Last week at dinner, the table was set. The cups we use for the kids are colored. No color is assigned to each kid. It is just a random thing of who gets what color. After I pour the drinks, daughter announces she wants the purple one that her oldest brother has. He quickly takes a drink out of it and says it is his. She refuses to drink from the red cup in front of her.

When we pop popcorn for a family movie, they eat the popcorn as fast as they can, to make sure one of the others doesn't get more.

At various times during the day or week, you will hear one of the children yell, "Don't follow me! I want to be alone!" Several things happen after this. Either they announce they want to be alone, but stay in common rooms and get mad when they others are in there or they go off to their own room or outside and one of the others will spitefully follow them and knock on the door or yell at them through the door.

They are so greedy. Does anyone else have greedy children or am I the only one dealing with this? I can understand my two year old having a hard time with sharing, but why are my nine and seven year olds fighting about sharing? I'm going nuts with all this meanness that is going on. All these things they are fighting over - the darts, the blocks, the colored cups, the popcorn - are completely ridiculous things to fight over too. It is all so stupid! Ahh!

4 comments:

SLC said...

Um...sorry about that. I don't really know what to do about it either. I think what makes it really hard is even though you and hubby are being a good example, the kids look more to each other sometimes for guidance. So when the oldest child is the instigator a lot of the times with these problems - the younger ones will tend to follow his example more than yours. The little ones see how he acts, how he treats them, and imitates him or puts up defense walls (wanting to be alone, etc). Of course that eggs him on, exacerbating the problem. I think about you as the oldest sibling. Sure, you were mean sometimes - luckily I was too little to really remember those times - but for the most part, you were very obedient to mom and dad and very nurturing to us. You and Scott were always correcting my behavior - I feel sometimes that I learned more from you and Scott about how to treat others than Mom and Dad. Now I know that they of course taught me a lot, but lessons from your "peers" sticks much more. Does that make sense? Now I know how sweet child #1 can be - I really do - but I also know him and his personality in regards to his siblings. I also know that child #2, left to his own devices, is a sweet, nurturing little guy. Maybe you could be extra sure to encourage him and praise him in being kind to the others. The oldest is after attention, good or bad, but maybe when he sees his little brother get a lot of good praise for his kindness, he will eventually want to emulate him. I don't know - just a thought. Think of Nephi being the good example to his older brothers - it can happen. (not that I'm comparing oldest child to Laman and Lemuel - just the story concept). I am sure there are a lot of great parenting books out there that talk about this very situation - in fact, I'm sure you've read some of them. Maybe dust of the books and review some of their techniques. After all, since my kids are perfect, I don't have this problem. Just kidding :)

ML said...

Thank you, oh perfect sister with the perfect children. :)

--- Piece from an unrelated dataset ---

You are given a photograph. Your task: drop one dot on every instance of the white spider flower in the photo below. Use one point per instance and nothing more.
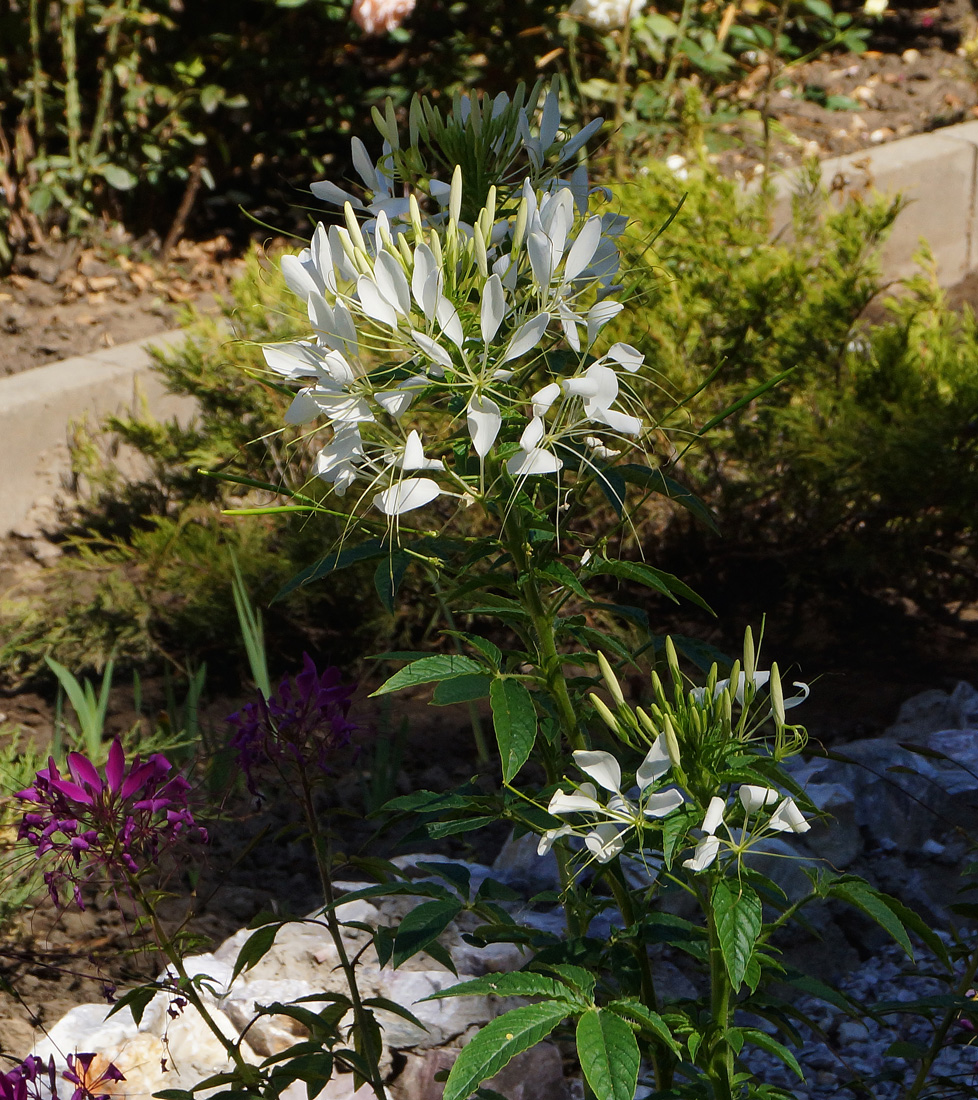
(786, 818)
(606, 14)
(622, 815)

You made many good points. It is hard when the oldest has not been the best of examples. He has taught much of his behavior to his siblings - good and bad. I see it all the time in the younger ones.

We've talked about the problem, as a family. We've talked about how it feels when someone treats us bad and when you do that to someone else, you make them feel bad. They obviously don't care that it is making me mad, it hurts my feelings when they are mean to the others, and it hurts my ears when they make the little ones scream. The search for the solution is still going on....

Benteti5 said...

When you find the solution, publish and make money girl. I guess I don't see it as much cuz you have more kids which means more people to compete with. I think one thing that may help, which you may already do, is let the big kids win sometimes. Usually the baby and the girl get all that they want which irks the olders. They need to learn that they don't always win and the olders need to win sometimes without getting in trouble. Just a thought. Maybe it's just a phase and will be over soon. Still can dream, right?

Mama Spud said...

I have an 18 year old that moved out of the house and across the country and has no plans of returning home other than a short visit. That leaves us with one bedroom not being used. It is a mid-sized room and my daughter's bedroom is about the size of a closet. You would think that the solution is obvious -- move the daughter into the larger vacant room. Well, every time the 18 year old calls (about every day), he wants to be assured that his sister did NOT move into his room. I just keep telling him that she has not moved into his room. (She sleeps in there - but her stuff is still in her room). I thought that when they moved out of my house, the arguing would stop. I obviously haven't found a solution. I guess there's always hope.